Brit tears at the silver paper, and jerking her body sideways to protect her spotless white bellbottoms, angles a softened Hershey bar into her mouth. She readjusts the strap on her shoulder bag. It is big yellow leather thing, a Salvation Army find, buttery soft and nothing like she has ever owned. It carries all she holds dear: lined notebook—black cover, red binding, spiral-bound sketchbook, favorite pens—her precious Mont Blanc, and a few felt tip markers. Slotted inside, at least two of the many books she has on the go at any time. Joan Didion’s, Slouching Towards Bethlehem and Revolution For the Hell of It, by the self-professed ‘nosy Jew-boy’, Abbie Hoffman. Some days she leans toward the cool, spare non-judgmental tone of Didion. On others she faces life raw-knuckled and ready for a fight. That’s when Abbie steps into the ring. Not so much a referee as promoter. At the bottom of her bag is a green and gold pack of menthols. In among the cigarettes she can hardly afford, a freshly rolled joint.

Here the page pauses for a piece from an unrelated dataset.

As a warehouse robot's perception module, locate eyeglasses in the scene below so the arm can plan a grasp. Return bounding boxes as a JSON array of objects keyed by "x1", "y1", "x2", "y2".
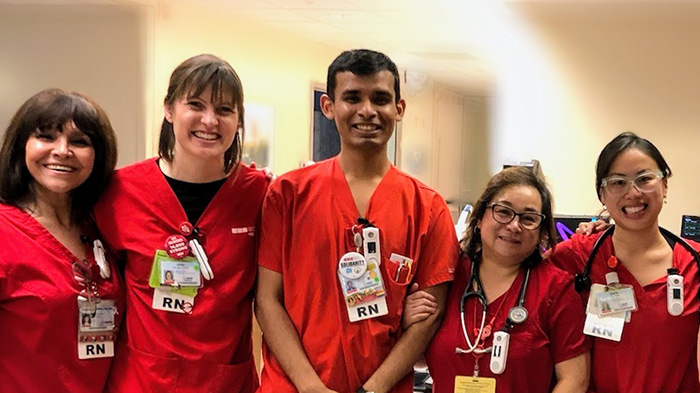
[
  {"x1": 601, "y1": 171, "x2": 664, "y2": 196},
  {"x1": 486, "y1": 203, "x2": 547, "y2": 230}
]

An image of her soon-to-be-ex slithering nearly naked in acres of mud at some hippie fest upstate, getting up to god-knows-what, makes her laugh out loud. An old woman looks up bewildered and Brit shrugs her shoulders in an I-can’t-help-it kind of way.

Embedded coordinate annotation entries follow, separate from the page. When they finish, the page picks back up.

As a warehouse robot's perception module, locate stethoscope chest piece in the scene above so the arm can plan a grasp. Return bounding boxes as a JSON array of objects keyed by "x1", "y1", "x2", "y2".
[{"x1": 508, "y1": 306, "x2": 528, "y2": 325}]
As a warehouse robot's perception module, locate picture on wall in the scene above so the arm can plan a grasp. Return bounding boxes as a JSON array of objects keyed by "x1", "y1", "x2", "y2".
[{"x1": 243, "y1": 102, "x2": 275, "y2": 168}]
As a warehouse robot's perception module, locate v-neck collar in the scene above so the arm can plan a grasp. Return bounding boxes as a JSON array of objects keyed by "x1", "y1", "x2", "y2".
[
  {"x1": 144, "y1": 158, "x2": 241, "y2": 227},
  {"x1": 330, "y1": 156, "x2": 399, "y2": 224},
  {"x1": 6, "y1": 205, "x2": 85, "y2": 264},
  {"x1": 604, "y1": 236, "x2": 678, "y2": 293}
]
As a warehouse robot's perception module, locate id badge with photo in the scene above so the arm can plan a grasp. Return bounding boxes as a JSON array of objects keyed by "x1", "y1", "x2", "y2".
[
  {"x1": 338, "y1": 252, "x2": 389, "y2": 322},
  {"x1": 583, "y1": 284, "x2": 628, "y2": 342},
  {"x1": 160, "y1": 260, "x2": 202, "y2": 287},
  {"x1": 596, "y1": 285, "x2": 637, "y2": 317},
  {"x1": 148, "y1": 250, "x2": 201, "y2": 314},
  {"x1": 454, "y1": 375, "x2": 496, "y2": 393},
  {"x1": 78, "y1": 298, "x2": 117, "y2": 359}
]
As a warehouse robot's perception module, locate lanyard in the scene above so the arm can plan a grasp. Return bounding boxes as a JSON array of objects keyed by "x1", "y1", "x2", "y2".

 Seth is more likely one of the hundreds stuck in traffic on a freeway going nowhere, arced like a jockey over the steering wheel of a platinum-colored El Dorado, that too-big car his father had leased for them. Seth, in his ratty navy blue Lacoste polo, collar cocked with purpose. His clip-on sunglasses flipped like cartoon eyebrows.
That car had been an embarrassment, conspicuously nosing through uptown streets on a hunt for dime bags. The magic gas-guzzler will look ridiculous alongside psychedelic VW busses and the anti-establishment parade of laboring pickup trucks heading for Woodstock.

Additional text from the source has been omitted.